If we want to make improvements in women’s land rights, and encourage gender equity across the land sector, we need the data first to see the nature and extent of the current levels of gender discrimination in different places. Open data helps to shine a bright light into dark corners, so that discrimination and land rights abuses cannot be hidden away or covered up. In addition, the process of sharing and publicising data on land helps to empower those current power-holders in land institutions who are open to reform but need solid evidence on which to base their policy and regulatory decisions. In my experience there are many among local elites whose main objection to improving women’s land rights is simply that they do not see why insecurity of tenure might be a problem and why it would help the whole community to address it. So, facilitating and providing open data is a critical first step in public information, awareness-raising and gender sensitisation work.

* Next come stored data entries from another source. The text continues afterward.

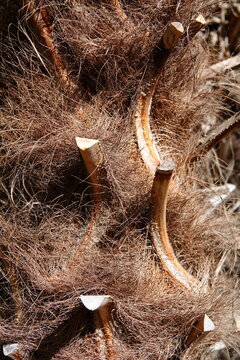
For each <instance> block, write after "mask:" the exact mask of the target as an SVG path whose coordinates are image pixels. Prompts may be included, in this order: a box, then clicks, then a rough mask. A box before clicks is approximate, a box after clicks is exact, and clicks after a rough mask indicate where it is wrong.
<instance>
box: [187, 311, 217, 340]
mask: <svg viewBox="0 0 240 360" xmlns="http://www.w3.org/2000/svg"><path fill="white" fill-rule="evenodd" d="M214 329H215V325H214V323H213V321H212V320H211V319H210V318H209V316H208V315H207V314H205V315H203V316H201V317H200V318H199V320H198V321H197V322H196V323H195V324H194V326H193V328H192V330H191V332H190V334H189V335H188V338H187V340H186V341H185V346H186V347H189V346H190V344H192V343H193V342H194V341H195V340H196V339H197V338H198V337H199V336H200V335H203V334H206V333H209V332H210V331H213V330H214Z"/></svg>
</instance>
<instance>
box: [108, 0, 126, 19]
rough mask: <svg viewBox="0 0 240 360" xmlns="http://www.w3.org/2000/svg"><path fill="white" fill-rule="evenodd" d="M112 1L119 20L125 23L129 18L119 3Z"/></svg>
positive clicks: (117, 0)
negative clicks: (124, 22) (126, 15)
mask: <svg viewBox="0 0 240 360" xmlns="http://www.w3.org/2000/svg"><path fill="white" fill-rule="evenodd" d="M111 1H112V3H113V5H114V7H115V11H116V14H117V15H118V17H119V19H120V20H121V21H125V20H126V19H127V16H126V14H125V13H124V11H123V9H122V7H121V5H120V3H119V1H118V0H111Z"/></svg>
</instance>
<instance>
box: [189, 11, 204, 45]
mask: <svg viewBox="0 0 240 360" xmlns="http://www.w3.org/2000/svg"><path fill="white" fill-rule="evenodd" d="M205 26H206V20H205V19H204V17H203V16H202V15H201V14H200V15H198V16H197V17H196V19H193V20H192V21H191V22H190V24H189V26H188V27H187V34H186V40H185V45H186V43H188V42H190V41H191V40H192V39H193V38H194V36H196V35H197V33H198V32H199V31H201V30H202V29H204V28H205Z"/></svg>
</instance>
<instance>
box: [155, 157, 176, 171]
mask: <svg viewBox="0 0 240 360" xmlns="http://www.w3.org/2000/svg"><path fill="white" fill-rule="evenodd" d="M175 167H176V165H175V163H174V161H173V159H172V158H170V157H169V158H166V159H165V160H163V162H161V163H160V165H159V166H158V167H157V171H156V172H157V174H172V172H173V170H174V169H175Z"/></svg>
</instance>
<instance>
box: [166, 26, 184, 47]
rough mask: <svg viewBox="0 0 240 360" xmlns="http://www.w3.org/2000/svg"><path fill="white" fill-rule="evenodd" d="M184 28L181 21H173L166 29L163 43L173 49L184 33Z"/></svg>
mask: <svg viewBox="0 0 240 360" xmlns="http://www.w3.org/2000/svg"><path fill="white" fill-rule="evenodd" d="M183 33H184V28H183V26H182V24H181V23H180V22H172V23H171V24H170V25H169V26H168V27H167V29H166V31H165V33H164V34H163V37H162V45H163V48H164V49H166V50H171V49H173V48H174V46H175V45H176V44H177V42H178V40H179V38H180V37H181V36H182V35H183Z"/></svg>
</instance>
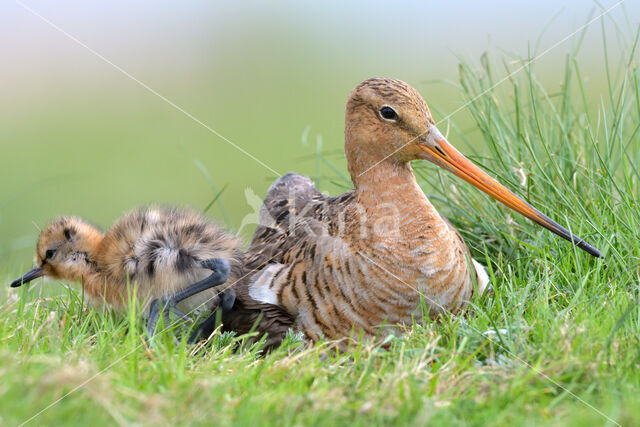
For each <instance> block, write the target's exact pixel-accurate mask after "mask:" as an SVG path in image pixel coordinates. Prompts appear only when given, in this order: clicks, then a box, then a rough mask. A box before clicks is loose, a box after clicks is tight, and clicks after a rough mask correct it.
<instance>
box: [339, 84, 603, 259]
mask: <svg viewBox="0 0 640 427" xmlns="http://www.w3.org/2000/svg"><path fill="white" fill-rule="evenodd" d="M345 154H346V156H347V160H348V163H349V172H350V173H351V176H352V179H353V181H354V183H355V184H356V186H358V182H363V181H366V180H367V179H373V178H372V177H373V176H375V175H376V174H375V172H373V173H372V171H374V170H375V168H377V167H379V166H380V165H390V164H391V165H393V166H402V167H406V164H407V163H408V162H409V161H411V160H428V161H430V162H432V163H435V164H436V165H438V166H440V167H442V168H444V169H446V170H448V171H449V172H451V173H453V174H455V175H457V176H458V177H460V178H462V179H464V180H465V181H467V182H468V183H470V184H471V185H473V186H475V187H476V188H478V189H480V190H482V191H484V192H485V193H487V194H488V195H490V196H491V197H493V198H494V199H496V200H499V201H500V202H502V203H504V204H505V205H507V206H508V207H510V208H511V209H513V210H515V211H516V212H519V213H520V214H522V215H524V216H526V217H527V218H529V219H531V220H532V221H534V222H535V223H537V224H539V225H541V226H543V227H545V228H547V229H548V230H550V231H552V232H554V233H555V234H557V235H559V236H561V237H563V238H564V239H567V240H569V241H570V242H573V243H574V244H576V245H577V246H578V247H580V248H581V249H583V250H585V251H587V252H588V253H590V254H591V255H593V256H595V257H600V256H601V255H600V252H599V251H598V250H597V249H595V248H594V247H592V246H590V245H589V244H587V243H586V242H585V241H584V240H582V239H581V238H579V237H577V236H575V235H573V234H571V233H570V232H569V231H568V230H567V229H565V228H564V227H562V226H561V225H559V224H557V223H556V222H554V221H553V220H551V219H550V218H549V217H547V216H546V215H544V214H543V213H541V212H540V211H538V210H537V209H535V208H534V207H532V206H531V205H529V204H528V203H527V202H525V201H524V200H522V199H521V198H520V197H518V196H516V195H515V194H513V193H512V192H511V191H509V190H508V189H507V188H506V187H504V186H503V185H502V184H500V183H499V182H498V181H496V180H495V179H493V178H492V177H491V176H489V175H488V174H487V173H486V172H484V171H483V170H482V169H480V168H479V167H478V166H476V165H475V164H473V163H472V162H471V161H469V160H468V159H467V158H466V157H465V156H464V155H462V154H461V153H460V152H459V151H458V150H456V148H455V147H453V146H452V145H451V144H450V143H449V142H448V141H447V140H446V139H445V138H444V136H442V134H441V133H440V131H439V130H438V128H437V127H436V125H435V123H434V121H433V119H432V118H431V113H430V112H429V108H428V107H427V104H426V102H425V101H424V99H423V98H422V96H421V95H420V93H418V91H417V90H415V89H414V88H412V87H411V86H409V85H408V84H406V83H405V82H402V81H400V80H396V79H389V78H373V79H368V80H365V81H364V82H362V83H360V84H359V85H358V86H356V88H355V89H353V91H352V92H351V95H350V96H349V99H348V101H347V109H346V124H345ZM400 169H401V168H400ZM381 170H386V171H393V170H394V168H388V167H387V168H384V167H383V168H381ZM368 174H370V176H369V177H367V175H368ZM376 179H378V180H384V179H385V177H384V176H382V177H380V176H377V177H376ZM390 182H391V181H390Z"/></svg>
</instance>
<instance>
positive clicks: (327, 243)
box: [245, 79, 479, 340]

3. Can you describe the role of the Land Portal in making land data more open and transparent?
The Land Portal is the go-to online platform for accessing significant sources of open land data globally. Of course, all the data is not yet in one place, and there is much work still to be done to improve data transparency – and gender disaggregation – in the land sector. But the Land Portal team are working hard to constantly update and expand the available data sources and to make them increasingly user-friendly, even for non-specialists. Land Portal is a voice for openness and transparency and fills a key role in the global land sector that otherwise would go unfilled. The way that this is done while also clearly highlighting key issues around gender and women’s land rights, the environment, Indigenous Peoples, urban land, and so on, adds tremendous value to the platform. It has become my first reference point for secondary data and information to support my work.